The matter again came before Judge Baxter on March 10, 2003. Defendant and the prosecutor entered into a plea agreement, by which defendant pled to the charges we previously mentioned in exchange for a recommendation of concurrent sentences, with the lead sentence being twelve years with an 85% NERA parole disqualifier for the robbery. During the plea colloquy, Judge Baxter directly addressed defendant and questioned him extensively regarding his understanding of the proceedings, of the charges against him, of the terms of the plea agreement, and of the rights he was giving up by pleading guilty. Defendant, under oath, repeatedly acknowledged his understanding of these matters, that he was "fully satisfied" with his attorney's legal advice and services, and that he understood his sentence and was "pleading guilty voluntarily and of [his] own free will." Defendant provided a factual basis for both crimes, describing the events with specificity and in a manner consistent with the discovery materials.

Judge Baxter sentenced defendant on April 24, 2003 in accordance with the recommendation in the plea agreement. Although the judge found the presence of four aggravating factors and no mitigating factors, she nevertheless accepted the recommendation in the plea agreement and imposed on the robbery charge the below-presumptive recommended sentence of twelve years imprisonment. And, although the drug offense was completely unrelated to the robbery, she accepted the plea agreement recommendation and imposed a concurrent three-year term.

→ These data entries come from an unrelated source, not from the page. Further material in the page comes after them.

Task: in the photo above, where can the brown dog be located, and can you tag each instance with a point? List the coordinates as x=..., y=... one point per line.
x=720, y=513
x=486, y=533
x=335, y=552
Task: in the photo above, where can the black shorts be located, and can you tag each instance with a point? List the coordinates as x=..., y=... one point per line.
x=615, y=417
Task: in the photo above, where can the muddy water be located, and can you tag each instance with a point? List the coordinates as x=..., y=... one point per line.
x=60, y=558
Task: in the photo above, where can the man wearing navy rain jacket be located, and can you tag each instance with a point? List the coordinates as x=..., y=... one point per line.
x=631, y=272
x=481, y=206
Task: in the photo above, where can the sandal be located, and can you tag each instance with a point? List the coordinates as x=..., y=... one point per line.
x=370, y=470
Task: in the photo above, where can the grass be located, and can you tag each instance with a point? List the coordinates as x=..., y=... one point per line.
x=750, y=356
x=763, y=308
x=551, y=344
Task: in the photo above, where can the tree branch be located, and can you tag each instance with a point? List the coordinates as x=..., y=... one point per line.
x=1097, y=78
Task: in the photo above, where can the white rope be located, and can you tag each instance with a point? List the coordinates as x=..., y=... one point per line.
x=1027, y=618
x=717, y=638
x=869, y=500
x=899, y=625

On direct appeal, defendant's appellate counsel challenged defendant's sentence as excessive on the basis that the trial court failed to consider defendant's history of mental illness as a mitigating factor. In doing so, counsel brought to our attention the fact that defendant had a history of psychiatric treatment and involuntary commitments. We rejected those arguments and affirmed the sentence imposed.

In his PCR proceeding, defendant did not question the effectiveness of appellate counsel, but alleged that his trial counsel had been ineffective in failing to seek an independent psychological evaluation regarding his competency to stand trial (or enter a plea), failing to pursue an insanity or diminished capacity defense, failing to request a competency hearing, and failing to ensure that defendant understood the consequences of his guilty pleas. In support of his argument, defendant presented only two items. The first was the October 18, 2002 CCHSC discharge summary to which we have previously adverted. The second was defendant's certification, which had previously been submitted in support of his motion to allow his direct appeal to be filed out of time, in which he stated he had "been under psychological care and taking medication for mental problems for over the past ten years . . . . and [his] medication had been so strong that [it] has left [him] at times very confused and disoriented." He further certified that he had only a sixth grade I.Q., could not read or write, and had "serious troubles understanding things." The certification also stated that "at the time of my sentencing I was under mental duress and debilitation and I do not recall what the judge or my attorney informed me, if they ever did."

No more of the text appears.